The genes that predispose pot dependence are also linked to schizophrenia and depression.
According to new research, you don’t sit around in sweatpants and smoke pot simply because you’re lazy. Such a habit could be the result of a genetic inheritance. It’s your biology.
This is the finding from a recent Yale study, which may have identified the specific genes involved in cannabis dependence (CAD). “We showed that risk for cannabis dependence is affected specifically by certain risk alleles and these risk alleles fit biologically with some of our existing ideas of the nature of cannabis dependence,” Dr. Joel Gelernter, senior author of the study and a Yale psychiatrist, told The Daily Beast.
For their study, which was published in JAMA Psychiatry, Dr. Gelernter and his team analyzed the genes of nearly 15,000 people sampled from three independent substance dependence cohorts. The participants were being followed for several years in order to try and understand the genetics of various types of addiction.
Between 18 and 36 percent of the sample had an addiction to cannabis. These percentages are proportionally higher than the 10 percent of people who, on average, develop a dependence to cannabis. In order to up their chances of finding predictive genes, a higher number of people with CAD was needed.
While the discovery of genes specific to cannabis dependence is interesting in itself, what’s even more telling are the disorders these genes share. “We also showed that genetic predisposition for cannabis dependence overlaps with genetic predisposition for major depression and schizophrenia,” Dr. Gelernter said, adding that his team was particularly surprised to find the gene overlap between cannabis dependence and major depression.
These results help explain prior research into cannabis dependence that Dr. Gelernter alluded to earlier. For instance, a 2002 study found that 90 percent of people with CAD had some other psychiatric condition. If cannabis dependence shares some of the same genes with disorders such as major depression, then that finding of a 90 percent co-occurrence makes all the more sense.

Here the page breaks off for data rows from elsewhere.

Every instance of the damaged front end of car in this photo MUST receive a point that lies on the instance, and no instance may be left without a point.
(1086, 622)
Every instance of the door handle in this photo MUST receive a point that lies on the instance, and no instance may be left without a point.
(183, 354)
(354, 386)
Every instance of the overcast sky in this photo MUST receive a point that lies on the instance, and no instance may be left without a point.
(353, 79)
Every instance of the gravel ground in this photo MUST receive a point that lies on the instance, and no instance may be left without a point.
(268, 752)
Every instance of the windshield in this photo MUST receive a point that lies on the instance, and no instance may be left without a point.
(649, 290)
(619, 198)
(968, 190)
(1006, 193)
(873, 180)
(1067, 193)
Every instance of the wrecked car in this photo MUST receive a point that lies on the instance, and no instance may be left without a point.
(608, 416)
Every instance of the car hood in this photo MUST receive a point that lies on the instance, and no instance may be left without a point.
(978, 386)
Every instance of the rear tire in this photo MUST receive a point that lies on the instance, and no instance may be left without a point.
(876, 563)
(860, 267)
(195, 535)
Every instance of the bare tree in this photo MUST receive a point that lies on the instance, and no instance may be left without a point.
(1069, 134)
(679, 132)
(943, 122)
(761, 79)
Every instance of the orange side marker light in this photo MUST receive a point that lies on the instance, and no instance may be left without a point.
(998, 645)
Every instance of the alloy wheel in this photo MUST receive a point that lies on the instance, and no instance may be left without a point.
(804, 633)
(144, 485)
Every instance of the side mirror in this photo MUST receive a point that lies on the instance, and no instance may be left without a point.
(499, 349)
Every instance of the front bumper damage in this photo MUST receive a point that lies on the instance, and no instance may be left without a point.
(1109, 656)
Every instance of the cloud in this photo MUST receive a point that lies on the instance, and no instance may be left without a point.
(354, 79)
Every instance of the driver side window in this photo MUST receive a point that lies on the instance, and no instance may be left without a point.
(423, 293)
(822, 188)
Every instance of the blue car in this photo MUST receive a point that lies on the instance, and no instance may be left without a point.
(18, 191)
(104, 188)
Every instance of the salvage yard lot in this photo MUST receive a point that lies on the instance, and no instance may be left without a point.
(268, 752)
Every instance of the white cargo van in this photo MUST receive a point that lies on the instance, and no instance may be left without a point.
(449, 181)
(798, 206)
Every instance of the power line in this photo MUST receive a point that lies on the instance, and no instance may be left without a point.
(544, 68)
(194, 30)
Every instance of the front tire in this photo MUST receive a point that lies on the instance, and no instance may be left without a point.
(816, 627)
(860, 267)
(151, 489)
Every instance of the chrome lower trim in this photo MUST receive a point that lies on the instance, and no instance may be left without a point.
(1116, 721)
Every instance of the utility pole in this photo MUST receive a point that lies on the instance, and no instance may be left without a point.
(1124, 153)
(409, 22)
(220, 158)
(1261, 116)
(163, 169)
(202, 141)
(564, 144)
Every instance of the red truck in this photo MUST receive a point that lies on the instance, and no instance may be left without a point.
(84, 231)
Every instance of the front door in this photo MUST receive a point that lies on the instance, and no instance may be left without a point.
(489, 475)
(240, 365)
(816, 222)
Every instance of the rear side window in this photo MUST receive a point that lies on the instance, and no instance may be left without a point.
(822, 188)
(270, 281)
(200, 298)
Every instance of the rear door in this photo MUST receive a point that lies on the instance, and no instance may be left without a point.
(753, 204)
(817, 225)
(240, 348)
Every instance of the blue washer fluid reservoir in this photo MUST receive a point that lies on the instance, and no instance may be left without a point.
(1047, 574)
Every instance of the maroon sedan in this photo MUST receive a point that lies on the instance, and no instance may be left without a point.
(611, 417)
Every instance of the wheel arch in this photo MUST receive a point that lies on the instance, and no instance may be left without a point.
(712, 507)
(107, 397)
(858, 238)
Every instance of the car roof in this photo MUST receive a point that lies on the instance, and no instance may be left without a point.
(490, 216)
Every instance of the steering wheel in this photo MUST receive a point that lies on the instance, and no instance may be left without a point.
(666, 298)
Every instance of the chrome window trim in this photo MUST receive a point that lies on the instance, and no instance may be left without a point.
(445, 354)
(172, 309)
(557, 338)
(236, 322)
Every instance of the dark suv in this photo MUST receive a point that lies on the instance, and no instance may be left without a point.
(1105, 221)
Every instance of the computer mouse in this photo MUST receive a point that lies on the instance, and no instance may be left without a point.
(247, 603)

But one must interpret these results carefully. The authors from Yale write, “Substance use and other psychiatric illnesses may share common genetic risk factors,” or the reverse might be true, that “self-medication, or confounding by other factors may explain their co-occurrence.”
It’s been hotly debated among scientists whether the use of cannabis early in life eventually leads to depressive symptoms later on, or whether people self-medicate such symptoms with cannabis, in order to feel better. The latter is often referred to as the self-medication hypothesis. One recent study found evidence for the former, that cannabis use in young adults eventually leads to depression later in life. On the contrary, another studyfound no evidence that cannabis use causes depression and other conditions.
But, whichever direction the causal arrows point, this knowledge will help us better understand those who struggle with marijuana use, and why some people get addicted and others don’t.
This is especially true for young people, as Time reporter Maia Szalavitz writes, “Teens who feel socially disconnected are at the highest risk for all types of addictions, and research shows that one of the best ways to prevent teen drug problems is to identify such youth early, before they turn to drugs.” Perhaps with genetic testing, parents will better know if their child is at risk for addiction.
Turning to the second major finding of the Yale study, that marijuana and schizophrenia share certain genes, sheds light on another area of contention within science. Prior research does suggest that the early use of cannabis in young people is associated with a later onset of psychosis and schizophrenia. This is a long standing correlation which has been studied for years, but some studies argue it’s indeed the cannabis that eventually causes the schizophrenia. But again, the direction of causality is hard to prove.
Though these findings may raise more questions than answers, this study offers more evidence that addiction can be traced back to complex, biological interactions between our genes and the environment. Hopefully the days of labeling people addicted to drugs as willpower-less sinners are behind us.
There is still one looming question: What does all of the science mean for the rapidly growing marijuana decriminalization movement?
“These results don’t really bear directly on arguments about the harm caused by marijuana or the advisability of legalization,” said Dr. Gelernter. “Our study is more related to a different kind of idea—that some people, if they use marijuana, are biologically at higher risk of eventually becoming dependent, than other people.”